They stood in awkward silence for a few minutes, Lizzy furious and humiliated by the fact that she had allowed herself to be rescued by Will Darcy. Soon Lizzy noticed that the hail had stopped, and decided to continue her run.
"Wait!" Will cried, for she was already running away. She turned around. "It's still pretty nasty out – are you sure you don't want to come back to the house with me? It's just right over that hill; you could hang out there until the storm is completely over."
"Thanks," she replied with an arch smile, "but I don't expect any favors from you. You've had your hour with me, and frankly, for me, that was more than enough time. Goodbye!"

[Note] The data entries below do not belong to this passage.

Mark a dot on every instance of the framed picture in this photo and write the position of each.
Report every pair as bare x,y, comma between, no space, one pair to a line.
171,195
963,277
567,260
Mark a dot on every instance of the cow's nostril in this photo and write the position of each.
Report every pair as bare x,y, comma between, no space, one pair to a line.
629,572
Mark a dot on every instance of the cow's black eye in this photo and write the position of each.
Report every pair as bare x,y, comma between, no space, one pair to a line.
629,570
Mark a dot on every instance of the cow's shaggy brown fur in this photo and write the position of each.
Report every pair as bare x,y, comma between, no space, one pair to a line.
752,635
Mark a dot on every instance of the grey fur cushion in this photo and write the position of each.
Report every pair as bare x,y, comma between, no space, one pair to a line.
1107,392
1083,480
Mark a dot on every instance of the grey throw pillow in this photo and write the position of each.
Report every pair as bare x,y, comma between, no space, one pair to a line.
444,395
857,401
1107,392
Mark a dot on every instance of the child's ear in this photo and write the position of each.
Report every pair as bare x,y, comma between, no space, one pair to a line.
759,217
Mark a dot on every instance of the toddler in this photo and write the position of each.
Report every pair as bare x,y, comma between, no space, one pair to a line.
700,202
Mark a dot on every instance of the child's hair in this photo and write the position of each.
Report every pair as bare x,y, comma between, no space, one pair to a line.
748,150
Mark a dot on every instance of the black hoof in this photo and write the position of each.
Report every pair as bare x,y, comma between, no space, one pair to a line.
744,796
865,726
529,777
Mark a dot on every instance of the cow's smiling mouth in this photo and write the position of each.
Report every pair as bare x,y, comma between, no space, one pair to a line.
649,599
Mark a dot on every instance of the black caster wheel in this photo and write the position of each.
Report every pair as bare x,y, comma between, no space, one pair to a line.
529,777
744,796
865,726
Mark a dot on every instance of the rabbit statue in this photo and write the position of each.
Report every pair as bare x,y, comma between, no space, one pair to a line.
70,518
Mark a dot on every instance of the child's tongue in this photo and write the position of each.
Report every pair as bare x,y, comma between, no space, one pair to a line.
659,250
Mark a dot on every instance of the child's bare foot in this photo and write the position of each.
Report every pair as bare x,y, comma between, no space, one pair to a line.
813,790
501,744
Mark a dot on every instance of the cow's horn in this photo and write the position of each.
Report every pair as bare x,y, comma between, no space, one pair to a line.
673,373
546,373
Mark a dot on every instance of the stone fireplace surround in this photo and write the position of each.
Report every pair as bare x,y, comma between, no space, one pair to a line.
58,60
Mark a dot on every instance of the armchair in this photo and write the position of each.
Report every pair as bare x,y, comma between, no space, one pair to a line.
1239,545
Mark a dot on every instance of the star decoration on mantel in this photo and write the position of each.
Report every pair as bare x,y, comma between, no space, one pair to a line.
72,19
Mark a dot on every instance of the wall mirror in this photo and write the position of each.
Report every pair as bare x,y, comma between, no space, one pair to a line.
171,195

And with that she left him. He watched her as she ran through the torrents of rain, and despite all his attempts to suppress it, he could not help himself from feeling strongly attracted to her. He could think a thousand reasons why she was the last person in the world he should like in that way. Firstly, she was Wickham's used goods. Although so was…but he wasn't going to think about that. Secondly, even if she hadn't been Wickham's used goods, his family would never approve of her. She was poor – probably had to take out half a dozen loans to afford her education – and she certainly didn't dress suitably. He knew these were rather petty criticisms, but, although he personally could overlook them (in fact, he admitted to himself, he rather liked the loose-fitting skirts and faded tank tops that she wore – he couldn't really imagine her wearing clothes from Abercrombie or J. Crew), his father would have been disapproved, and his Aunt…he almost burst out laughing when he imagined what her reaction to Elizabeth Bennet would be. Thirdly, she had been strangely rude to him during their last conversation. Despite this, he was confident that if he did decide to make his feelings known to her, when faced with the prospect of being Will Darcy's girlfriend, she would probably be able to overcome in an instant any feelings of hostility she harbored towards him – if indeed such feelings existed, which he rather doubted. Probably being hostile was just her way of flirting or something. But this was taking it rather far, wasn't it? Feeling irrationally attracted to a girl was one thing; making those feelings known and forming a relationship with her was quite another.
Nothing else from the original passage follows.